An appropriate algorithm is selected for the solution of the constrained optimization problem. Since the number of blocks in a block wall is rarely larger than about 15, and the forward calculation takes very little computation time, the sensitivities can easily be determined numerically by means of finite differences. Therefore, a gradient-based optimization algorithm is preferred. In this paper, the active set method, as implemented in the Matlab function fmincon, is employed. The active set method turned out to be the most performant algorithm provided by the fmincon function. The active set method typically works well for highly constrained problems, as in the present case. The following convergence requirements have been considered: iterations are performed until a step tolerance $\Delta f_0=10^{-8}$ of the objective function is reached. A design is considered feasible if the constraints max(f) is less than the assumed value 10⁻⁴, and the maximum number of iterations of the search algorithm is set to 70. The gradients of both the objective function as well as the constraints are computed using a finite difference approach.

3.3. Optimization of a Two-Block Wall

The optimization algorithm is first applied to a block wall consisting of 2 blocks, only considering the lengths L₁ and L₂ of the blocks as design variables. The objective function and the constraints can thus be visualized using a contour plot in (L₁,L₂)-space. This visual representation allows to check whether the search algorithm actually converges to the desired optimum. For various start values of the algorithm, the same optimum is found. In the optimum (L = {4.9615m, 6.6154m}^T), all design requirements are met.

Figure 5 shows a contour plot of the objective function and all constraints. For sliding failure, LC2 is controlling the design. For the overturning failure mechanism, LC2 and LC4 are controlling. LC1 or LC4 control the loss of bearing capacity as well as the decompression, depending on the value of the design variables L₁ and L₂. This example demonstrates the importance of taking all load cases into account.

FIGURE 5

Figure 5. Contour plot of the objective function for the 2-block wall as a function of the design variables L₁ and L₂. The constraints, the feasible domain, and the optimum are also indicated.

The constraints for sliding, overturning, and maximum weight of block 2 are linear or constant and only depend on L₂. Similarly, the protrusion, construction, and weight regularization constraints are linear in L₁ and L₂. However, the constraints on sliding and overturning of block 1 depend on both L₁ and L₂ in non-linear way.

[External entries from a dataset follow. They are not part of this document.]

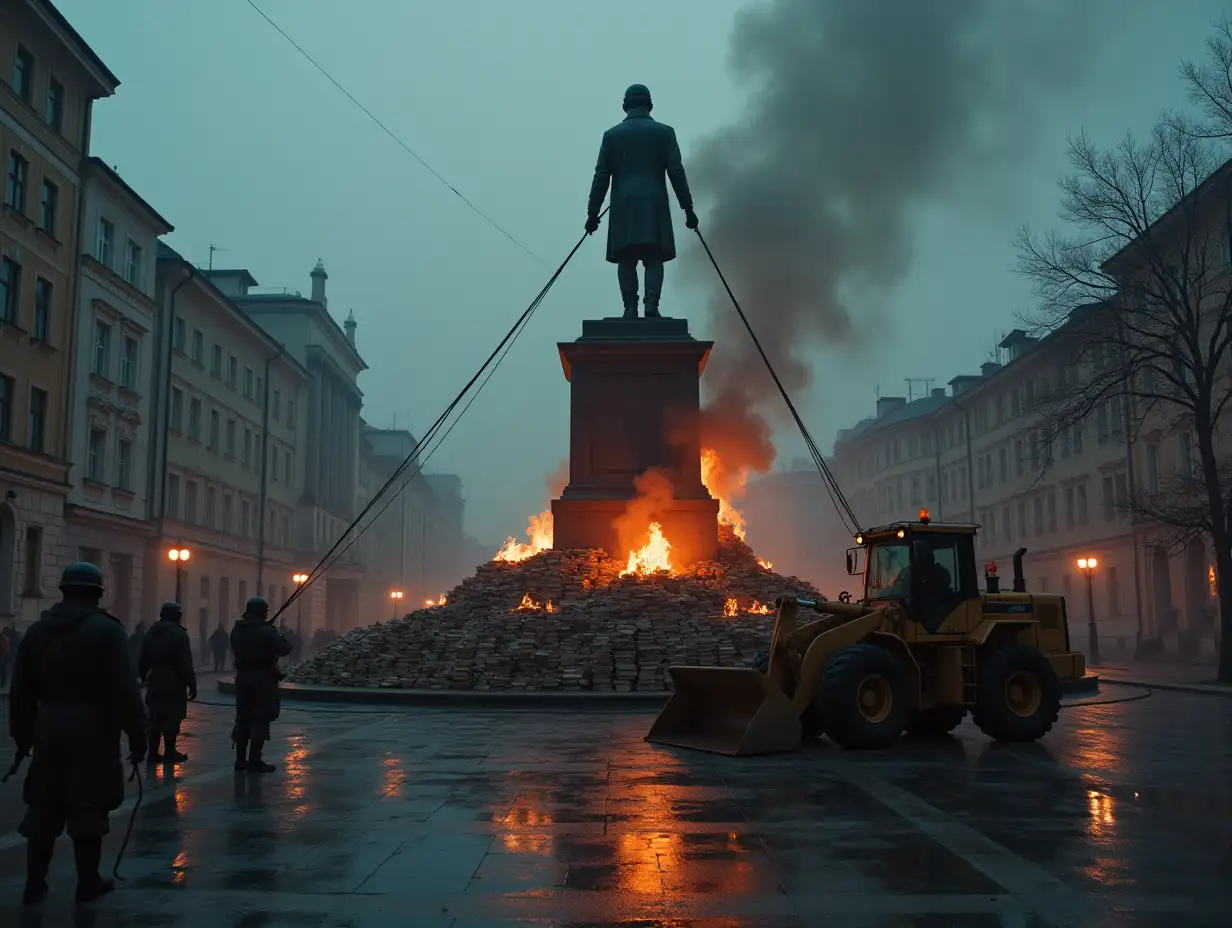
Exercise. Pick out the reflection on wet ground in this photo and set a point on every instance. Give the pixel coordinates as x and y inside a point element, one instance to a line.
<point>1121,817</point>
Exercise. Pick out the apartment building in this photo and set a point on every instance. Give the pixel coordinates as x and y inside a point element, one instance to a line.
<point>332,422</point>
<point>229,406</point>
<point>49,79</point>
<point>978,452</point>
<point>107,512</point>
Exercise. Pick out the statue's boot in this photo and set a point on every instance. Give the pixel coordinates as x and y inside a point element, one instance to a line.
<point>255,764</point>
<point>91,884</point>
<point>38,862</point>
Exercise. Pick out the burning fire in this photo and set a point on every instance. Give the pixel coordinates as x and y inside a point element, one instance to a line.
<point>725,486</point>
<point>529,604</point>
<point>652,557</point>
<point>539,530</point>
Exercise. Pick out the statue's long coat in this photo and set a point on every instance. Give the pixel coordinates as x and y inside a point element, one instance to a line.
<point>637,157</point>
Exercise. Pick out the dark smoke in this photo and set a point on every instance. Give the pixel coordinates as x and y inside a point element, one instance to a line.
<point>860,112</point>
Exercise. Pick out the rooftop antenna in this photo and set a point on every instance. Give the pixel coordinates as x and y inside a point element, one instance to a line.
<point>212,249</point>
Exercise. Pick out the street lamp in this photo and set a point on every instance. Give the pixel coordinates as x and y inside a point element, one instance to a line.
<point>299,581</point>
<point>1088,565</point>
<point>179,556</point>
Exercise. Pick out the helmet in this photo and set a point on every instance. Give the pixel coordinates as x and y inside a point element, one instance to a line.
<point>637,95</point>
<point>83,576</point>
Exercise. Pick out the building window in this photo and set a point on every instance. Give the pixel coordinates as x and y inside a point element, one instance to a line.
<point>96,456</point>
<point>125,465</point>
<point>54,112</point>
<point>36,433</point>
<point>10,290</point>
<point>24,74</point>
<point>19,173</point>
<point>171,505</point>
<point>101,349</point>
<point>102,247</point>
<point>190,502</point>
<point>195,418</point>
<point>42,309</point>
<point>133,263</point>
<point>6,390</point>
<point>32,581</point>
<point>128,364</point>
<point>176,409</point>
<point>47,207</point>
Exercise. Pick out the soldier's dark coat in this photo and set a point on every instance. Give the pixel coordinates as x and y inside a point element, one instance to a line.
<point>256,647</point>
<point>638,157</point>
<point>74,691</point>
<point>165,664</point>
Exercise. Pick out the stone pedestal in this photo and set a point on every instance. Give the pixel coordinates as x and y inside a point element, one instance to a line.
<point>633,403</point>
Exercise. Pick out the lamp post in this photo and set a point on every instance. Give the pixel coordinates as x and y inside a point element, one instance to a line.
<point>1088,565</point>
<point>179,556</point>
<point>299,581</point>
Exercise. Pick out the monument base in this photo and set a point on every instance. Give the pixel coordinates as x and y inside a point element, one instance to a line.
<point>690,525</point>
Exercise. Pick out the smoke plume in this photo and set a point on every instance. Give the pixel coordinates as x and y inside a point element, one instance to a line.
<point>654,496</point>
<point>859,113</point>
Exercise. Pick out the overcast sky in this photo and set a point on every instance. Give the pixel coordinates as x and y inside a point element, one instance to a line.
<point>228,132</point>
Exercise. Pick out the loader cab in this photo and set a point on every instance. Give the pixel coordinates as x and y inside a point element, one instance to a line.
<point>929,568</point>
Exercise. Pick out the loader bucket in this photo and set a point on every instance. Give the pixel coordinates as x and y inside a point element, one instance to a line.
<point>727,710</point>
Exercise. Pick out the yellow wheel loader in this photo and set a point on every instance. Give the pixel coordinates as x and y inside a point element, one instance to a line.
<point>920,648</point>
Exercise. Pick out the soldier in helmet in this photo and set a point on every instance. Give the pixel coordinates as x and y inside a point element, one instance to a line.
<point>74,691</point>
<point>637,157</point>
<point>256,647</point>
<point>165,666</point>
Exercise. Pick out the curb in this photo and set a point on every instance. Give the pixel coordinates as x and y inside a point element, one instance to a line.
<point>513,699</point>
<point>1201,689</point>
<point>463,699</point>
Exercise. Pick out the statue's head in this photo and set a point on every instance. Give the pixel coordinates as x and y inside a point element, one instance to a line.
<point>637,97</point>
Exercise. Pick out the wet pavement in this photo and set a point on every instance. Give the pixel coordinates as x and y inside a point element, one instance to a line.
<point>463,820</point>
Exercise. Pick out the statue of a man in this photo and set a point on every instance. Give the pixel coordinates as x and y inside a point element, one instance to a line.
<point>635,158</point>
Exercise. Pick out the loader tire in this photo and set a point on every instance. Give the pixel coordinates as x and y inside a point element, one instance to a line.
<point>1018,694</point>
<point>935,722</point>
<point>864,696</point>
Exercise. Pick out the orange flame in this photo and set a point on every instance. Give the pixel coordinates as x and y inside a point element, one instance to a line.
<point>539,530</point>
<point>652,557</point>
<point>529,604</point>
<point>725,486</point>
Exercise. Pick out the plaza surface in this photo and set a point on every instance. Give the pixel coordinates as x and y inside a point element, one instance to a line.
<point>465,818</point>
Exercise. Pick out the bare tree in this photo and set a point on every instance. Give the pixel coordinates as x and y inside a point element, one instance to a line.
<point>1140,292</point>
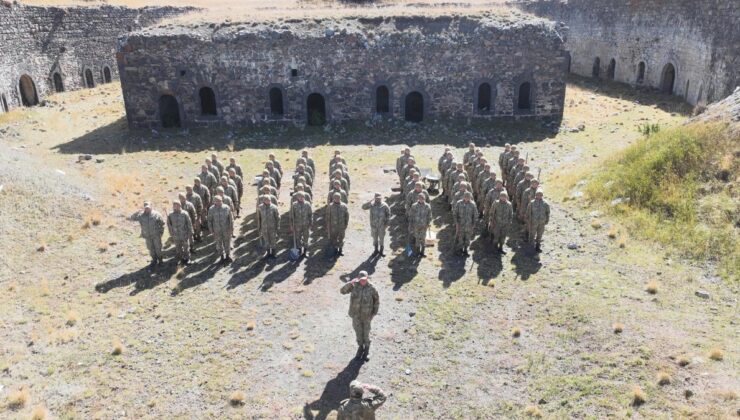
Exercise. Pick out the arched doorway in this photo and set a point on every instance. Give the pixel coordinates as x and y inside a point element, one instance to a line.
<point>414,107</point>
<point>596,69</point>
<point>169,111</point>
<point>276,102</point>
<point>668,79</point>
<point>316,109</point>
<point>58,84</point>
<point>89,79</point>
<point>382,100</point>
<point>207,101</point>
<point>27,89</point>
<point>611,69</point>
<point>640,72</point>
<point>483,104</point>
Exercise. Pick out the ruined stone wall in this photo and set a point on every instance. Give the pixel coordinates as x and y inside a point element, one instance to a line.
<point>700,39</point>
<point>345,61</point>
<point>40,41</point>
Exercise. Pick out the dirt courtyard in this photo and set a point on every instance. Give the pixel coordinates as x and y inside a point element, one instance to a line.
<point>75,285</point>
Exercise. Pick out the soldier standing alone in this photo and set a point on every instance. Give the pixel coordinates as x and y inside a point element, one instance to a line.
<point>363,306</point>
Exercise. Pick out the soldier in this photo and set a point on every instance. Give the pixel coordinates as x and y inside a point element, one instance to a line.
<point>466,215</point>
<point>537,216</point>
<point>380,214</point>
<point>358,408</point>
<point>189,208</point>
<point>337,219</point>
<point>152,229</point>
<point>208,179</point>
<point>502,215</point>
<point>269,225</point>
<point>181,231</point>
<point>419,219</point>
<point>221,224</point>
<point>301,217</point>
<point>364,302</point>
<point>197,204</point>
<point>235,167</point>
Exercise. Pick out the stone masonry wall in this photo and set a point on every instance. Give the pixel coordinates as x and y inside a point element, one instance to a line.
<point>40,41</point>
<point>444,59</point>
<point>700,39</point>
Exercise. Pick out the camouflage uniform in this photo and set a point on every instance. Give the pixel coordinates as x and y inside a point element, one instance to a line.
<point>181,231</point>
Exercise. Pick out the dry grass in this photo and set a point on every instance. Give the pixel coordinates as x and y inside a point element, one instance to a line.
<point>717,355</point>
<point>237,398</point>
<point>18,399</point>
<point>637,395</point>
<point>652,287</point>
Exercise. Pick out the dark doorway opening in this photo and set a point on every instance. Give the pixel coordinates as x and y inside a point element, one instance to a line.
<point>89,79</point>
<point>207,101</point>
<point>668,79</point>
<point>596,68</point>
<point>27,89</point>
<point>169,111</point>
<point>484,98</point>
<point>414,107</point>
<point>524,102</point>
<point>382,100</point>
<point>611,69</point>
<point>58,84</point>
<point>641,72</point>
<point>276,102</point>
<point>316,109</point>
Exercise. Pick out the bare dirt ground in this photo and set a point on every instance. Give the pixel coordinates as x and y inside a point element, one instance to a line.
<point>443,346</point>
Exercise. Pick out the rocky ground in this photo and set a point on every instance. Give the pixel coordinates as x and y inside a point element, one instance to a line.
<point>75,284</point>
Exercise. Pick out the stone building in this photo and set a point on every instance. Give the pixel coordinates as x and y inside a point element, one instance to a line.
<point>687,48</point>
<point>51,49</point>
<point>318,70</point>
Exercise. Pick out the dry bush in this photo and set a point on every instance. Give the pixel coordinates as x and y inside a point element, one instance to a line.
<point>237,398</point>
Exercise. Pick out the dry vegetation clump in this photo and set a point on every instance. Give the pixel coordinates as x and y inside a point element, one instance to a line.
<point>237,398</point>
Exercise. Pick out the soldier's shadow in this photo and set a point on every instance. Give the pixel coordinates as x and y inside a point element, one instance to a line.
<point>335,391</point>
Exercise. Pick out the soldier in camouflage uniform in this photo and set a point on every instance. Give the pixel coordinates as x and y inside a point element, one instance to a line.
<point>358,408</point>
<point>301,217</point>
<point>537,216</point>
<point>152,228</point>
<point>466,215</point>
<point>419,219</point>
<point>269,225</point>
<point>181,231</point>
<point>337,219</point>
<point>502,216</point>
<point>221,224</point>
<point>380,214</point>
<point>363,306</point>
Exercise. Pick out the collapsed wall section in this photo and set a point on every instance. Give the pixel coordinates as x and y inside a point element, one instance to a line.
<point>314,71</point>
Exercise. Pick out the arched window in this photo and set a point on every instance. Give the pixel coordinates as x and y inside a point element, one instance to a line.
<point>611,69</point>
<point>524,97</point>
<point>207,101</point>
<point>414,107</point>
<point>58,84</point>
<point>316,109</point>
<point>89,79</point>
<point>27,89</point>
<point>276,102</point>
<point>668,79</point>
<point>382,100</point>
<point>640,72</point>
<point>483,104</point>
<point>169,111</point>
<point>596,68</point>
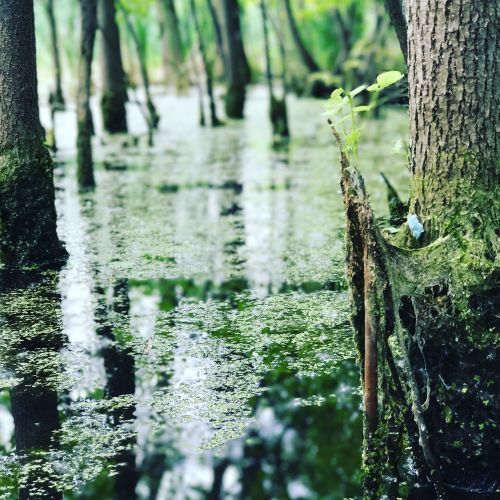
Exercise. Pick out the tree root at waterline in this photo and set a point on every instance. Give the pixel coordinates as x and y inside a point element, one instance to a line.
<point>425,324</point>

This can be explained as follows: at a value of L₁ = 7.7m for the sliding failure and L₁ = 5 m for overturning, the weight of block 2 is not required for stabilizing block 1. As a result, the constraint does not depend on L₂. However, if L₁ becomes smaller, the constraints require an increasing length L₂ of block 2 to provide sufficient safety against sliding and overturning of block 1.

The contour lines of the constraints on decompression and bearing capacity are non-linear, due to the different conditions in calculating those safety factors. It should be noted that L₂ should not be less than 3.5m to comply with the decompression requirements. If the length is greater than L₂, the length L₁ must also be greater for the same reason. The bearing capacity requirement imposes a minimum length L₁ = 5 m. From length L₂ = 4.5m, an increasing L₂ involves increasing L₁ in order to resist the extra weight of block 2.

At the bisector of the contour plot in Figure 5, a discontinuity occurs in constraints of the (a) sliding failure of block 1, (b) tilting of block 1, (c) loss of bearing capacity of the wall and (d) decompression of the contact area between block 1 and block 2. These discontinuities occur when L₁ = L₂, and the friction angle on the fictitious back plane is replaced by an interface friction angle δ.

3.4. Optimization of a Wall With 12 Blocks

The algorithm is also used to optimize the design of a wall with 12 blocks and a retaining height of 30 m. The base level is located at z = −28 m. The soil properties, the water levels, the forces on the wall and at ground level, the load cases, the concrete strength and the friction coefficients are the same as for the example block wall.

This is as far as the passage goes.